Robert Wood was found hanging in the house he had just moved into. Picture: INS News Agency

  • by JANE FIELDS IN HARARE
 

A NEW inquest has opened in Zimbabwe into the “suspicious” death of a former Scottish SAS officer after his family urged the authorities to reopen the investigation.

Glasgow-born Robert Wood, 54, was found dead in the spare room of his home in Bulawayo on 9 March, 2012.

A post-mortem examination in Zimbabwe gave the cause of death as asphyxia due to hanging and a pathologist said that Mr Wood had killed himself.

But a UK coroner said at an inquest in Surrey in November 2013 that some of the evidence he heard into the death was “very suspicious”.

Detective Sergeant Gary White of Surrey Police said the inquiry had been hampered by a lack of co-operation from the authorities in Zimbabwe.

Mr Wood ran a lucrative gold mine near the city for two British investors in return for a 13 per cent stake.

He had just moved into a rented house in the well-to-do suburb of Morningside with his Zimbabwean lover Henrietta Dube, who was a director in the mine.

Mr Wood’s family in the UK have been pushing for a new inquest amid claims that Miss Dube gave differing accounts of the death to police and faked his will.

They say that Miss Dube and her local boyfriend, Bhekithemba Nyoni, took over the mine after Mr Wood’s death and emptied company bank accounts.

The inquest heard yesterday that Miss Dube did not call the police when she found Mr Wood’s body.

Mandlenkosi Nkala, a taxi driver, gave a muddled explanation as to why it was he and not Miss Dube who called police when Mr Wood’s body was found.

Mr Nkala said Miss Dube had no mobile phone to make the call, but was unable to explain how she had summoned him by phone to the house when she found the body, according to the state Chronicle newspaper.

Earlier in his evidence, the taxi driver told magistrate Elias Magate that he had spent 8 March driving Miss Dube around Bulawayo as she shopped for items for the new house.

She told him to drop her at the Bulawayo Athletics Club, a local bar, at around 5pm, then phoned 30 minutes later to ask him to return to keep her company.
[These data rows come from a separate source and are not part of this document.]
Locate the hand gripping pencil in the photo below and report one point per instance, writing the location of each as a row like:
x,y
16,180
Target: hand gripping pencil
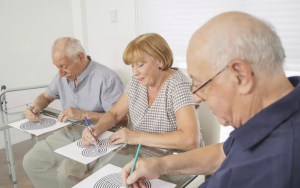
x,y
88,125
135,159
37,117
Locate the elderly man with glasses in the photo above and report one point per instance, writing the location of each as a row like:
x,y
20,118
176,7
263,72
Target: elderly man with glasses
x,y
236,63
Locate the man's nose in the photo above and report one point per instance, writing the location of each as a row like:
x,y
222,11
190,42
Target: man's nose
x,y
197,99
61,73
135,71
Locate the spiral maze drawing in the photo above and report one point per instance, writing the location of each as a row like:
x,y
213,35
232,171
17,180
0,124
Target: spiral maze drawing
x,y
91,150
114,181
46,122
Mr Nkala said: “Wood joined us and we were later joined by Nkosilathi Dube, a police detective.”

It was not immediately clear if the detective and Mr Wood’s girlfriend were related. Dube is a common surname in Ndebele-speaking southern Zimbabwe.

The driver claimed that he dropped the “heavily intoxicated” couple at their home after midnight.
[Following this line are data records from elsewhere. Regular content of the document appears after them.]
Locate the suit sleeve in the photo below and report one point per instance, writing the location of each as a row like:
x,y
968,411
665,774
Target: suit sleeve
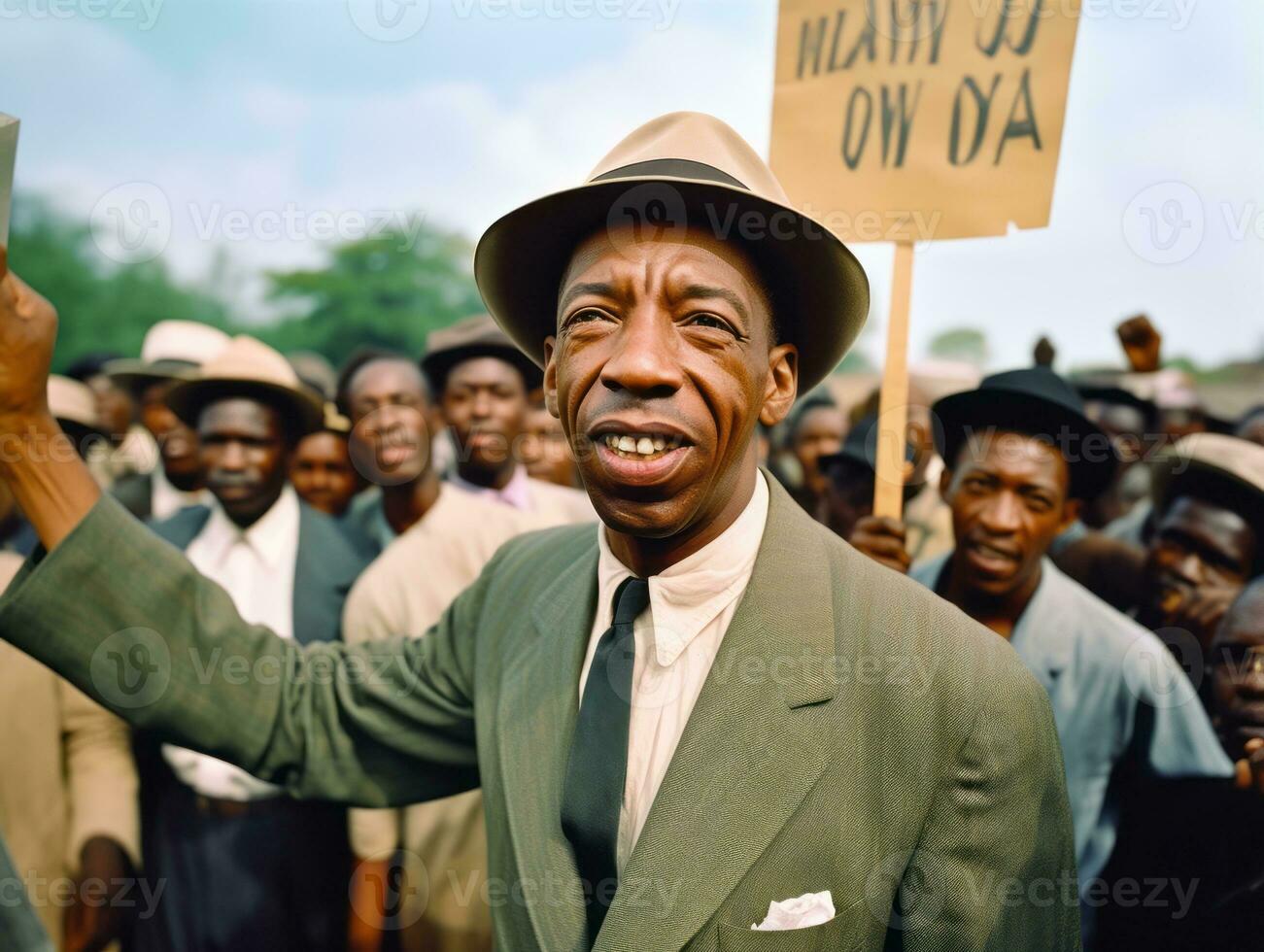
x,y
101,776
995,867
124,617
Miss Dube then called him the next morning to say Mr Wood had committed suicide, he said, but she had not contacted the police.

Mr Nkala told the inquest: “I asked a friend to accompany me to their house, where I found Wood. I then decided to make a report at Hillside police station as she had not yet reported the death.”

Police detective Nkosilathi Dube claimed in his testimony that he had accompanied Miss Dube and Mr Wood home in the taxi at around 1am.

He said he and the taxi driver stayed in the house for “about ten minutes” before leaving the pair to sleep.

Detective Dube said he was informed of Mr Wood’s death the next morning.

When he went to the house around 10am, he found the body still hanging and police officers already on the scene, the Chronicle reported.

Mr Wood, a father-of-two, lived much of his life in Africa. His wife Susan, 59, was aware of his relationship with Miss Dube.

Mr Wood’s brother Ian has travelled to Zimbabwe for the inquest, which continues.